Pero si en la vida al final todo chocaba contra el absurdo de la decrepitud y el olvido, me preguntaba, ¿para qué todo el esfuerzo? Me sorprendí follando varias veces con el desafío vengativo del que folla contra la muerte, la enfermedad, el olvido. Uno folla a veces contra el mundo. Follaba contra el amor y follaba contra la pareja y follaba contra el compromiso. Y follaba contra tantas cosas que a veces no follaba a favor de nada.
Volví al hotel y me hice una paja. Tuvo un efecto demoledor, similar al que habría tenido descubrir que había sido retransmitida por el canal más visto de televisión. Me sentí sucio, estúpido, acabado. Y culpable.
Puede que él no se diera cuenta de que el amor provoca gestos desesperados, una delincuencia emocional donde todos nos traicionamos y asesinamos entre nosotros sin maneras de criminal, con un buen sentimiento catalizador tan fuerte que justifica la miseria moral.
Había descubierto un lugar propicio para comer algo, cerca del centro, un bar en el que se fumaba y bebía, con una puerta de madera sin letreros que daba a la calle y de la que observé salir un hombre bamboleante la primera vez que pasé por delante. Los viejos borrachos son el mejor reclamo para la calidad de un local, como los camiones aparcados en los bares de carretera de España, igual que los entendidos saben que en las mesas junto a la cristalera las raciones de los restaurantes son más generosas.
El hecho de que nuestra hija no llegara de una decisión meditada, sino en un estado de transición entre vidas, entre continentes, me ayudó a percibir que las personas nacen como nace una canción, que suena de pronto. No naces bajo un cálculo, sino en una cascada de accidentes y azares, lo que debería ayudarnos a vivir con mayor levedad y no lo contrario. Las raíces se convierten en algo primario, porque nos atornillan al mundo. Pero las raíces no dejan volar.
Nunca puedes conocer del todo a alguien, por más que convivas y tengas hijos, si no compartes el idioma. Los secretos de Kei siempre fueron insondables para mí, como ella nunca supo del todo lo que sucedía en mi cabeza. Fabriqué un amor perfecto para mis necesidades, romántico y poderoso, lleno de generosidad y en ocasiones hasta de riesgo. Amor que se consolidó con dos hijos en una lazada. Fuimos felices, divertidos y apasionados, pero nunca nos conocimos del todo. Yo inventé a Kei en mi cabeza y ella me inventó a mí, aprovechando la ignorancia de nuestros pasados, de nuestros idiomas.

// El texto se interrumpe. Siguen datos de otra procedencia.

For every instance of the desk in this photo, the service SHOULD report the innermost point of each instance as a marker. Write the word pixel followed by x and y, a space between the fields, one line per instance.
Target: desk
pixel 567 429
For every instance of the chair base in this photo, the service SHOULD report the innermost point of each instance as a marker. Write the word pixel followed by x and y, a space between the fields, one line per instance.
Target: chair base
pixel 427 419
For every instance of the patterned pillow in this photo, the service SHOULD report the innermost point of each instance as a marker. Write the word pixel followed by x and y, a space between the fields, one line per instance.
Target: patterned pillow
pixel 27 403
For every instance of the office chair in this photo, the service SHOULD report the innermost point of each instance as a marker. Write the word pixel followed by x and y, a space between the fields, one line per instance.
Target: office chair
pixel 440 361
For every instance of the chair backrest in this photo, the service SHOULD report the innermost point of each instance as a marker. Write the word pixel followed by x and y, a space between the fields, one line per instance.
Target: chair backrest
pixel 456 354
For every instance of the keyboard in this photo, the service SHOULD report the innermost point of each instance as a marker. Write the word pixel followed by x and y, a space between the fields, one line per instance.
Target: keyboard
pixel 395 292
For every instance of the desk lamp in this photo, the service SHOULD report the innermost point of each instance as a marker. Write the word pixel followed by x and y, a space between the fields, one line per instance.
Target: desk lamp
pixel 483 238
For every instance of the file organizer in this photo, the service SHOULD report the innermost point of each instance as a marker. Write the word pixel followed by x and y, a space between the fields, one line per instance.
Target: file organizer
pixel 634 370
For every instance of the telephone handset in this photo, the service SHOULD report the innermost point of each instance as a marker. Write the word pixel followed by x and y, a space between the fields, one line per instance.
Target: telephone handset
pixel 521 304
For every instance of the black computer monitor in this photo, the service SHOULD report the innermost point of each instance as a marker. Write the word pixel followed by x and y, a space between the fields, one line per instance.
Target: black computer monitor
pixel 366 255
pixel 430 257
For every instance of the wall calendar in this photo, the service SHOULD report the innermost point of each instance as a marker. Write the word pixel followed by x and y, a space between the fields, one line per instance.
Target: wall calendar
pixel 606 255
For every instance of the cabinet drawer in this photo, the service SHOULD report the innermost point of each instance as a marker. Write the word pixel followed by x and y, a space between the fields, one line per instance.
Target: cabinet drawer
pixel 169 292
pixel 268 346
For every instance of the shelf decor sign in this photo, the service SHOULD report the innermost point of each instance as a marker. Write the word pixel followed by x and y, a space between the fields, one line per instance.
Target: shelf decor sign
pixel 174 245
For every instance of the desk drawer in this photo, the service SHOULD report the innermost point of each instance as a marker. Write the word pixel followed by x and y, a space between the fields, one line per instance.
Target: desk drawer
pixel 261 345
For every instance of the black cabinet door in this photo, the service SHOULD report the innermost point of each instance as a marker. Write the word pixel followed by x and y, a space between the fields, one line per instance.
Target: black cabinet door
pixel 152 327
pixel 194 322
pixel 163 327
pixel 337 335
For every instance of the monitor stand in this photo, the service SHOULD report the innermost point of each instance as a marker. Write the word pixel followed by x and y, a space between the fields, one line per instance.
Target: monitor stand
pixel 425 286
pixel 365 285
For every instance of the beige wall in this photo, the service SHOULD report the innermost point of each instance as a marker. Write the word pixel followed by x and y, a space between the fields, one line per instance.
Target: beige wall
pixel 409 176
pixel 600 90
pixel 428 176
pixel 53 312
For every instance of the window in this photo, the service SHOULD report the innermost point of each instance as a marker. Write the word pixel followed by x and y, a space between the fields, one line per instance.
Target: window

Levantó el puño para que se lo golpeara con mi puño. Le gustaban esos gestos entre infantiles y pandilleros. Le gustaba esta idea de fidelidad. Rocé sus nudillos con mi puño. Él sonrió orgulloso, satisfecho, como si en el chocar de nuestros puños se resumiera todo lo que significábamos el uno para el otro. Amigos nada más, el resto es selva.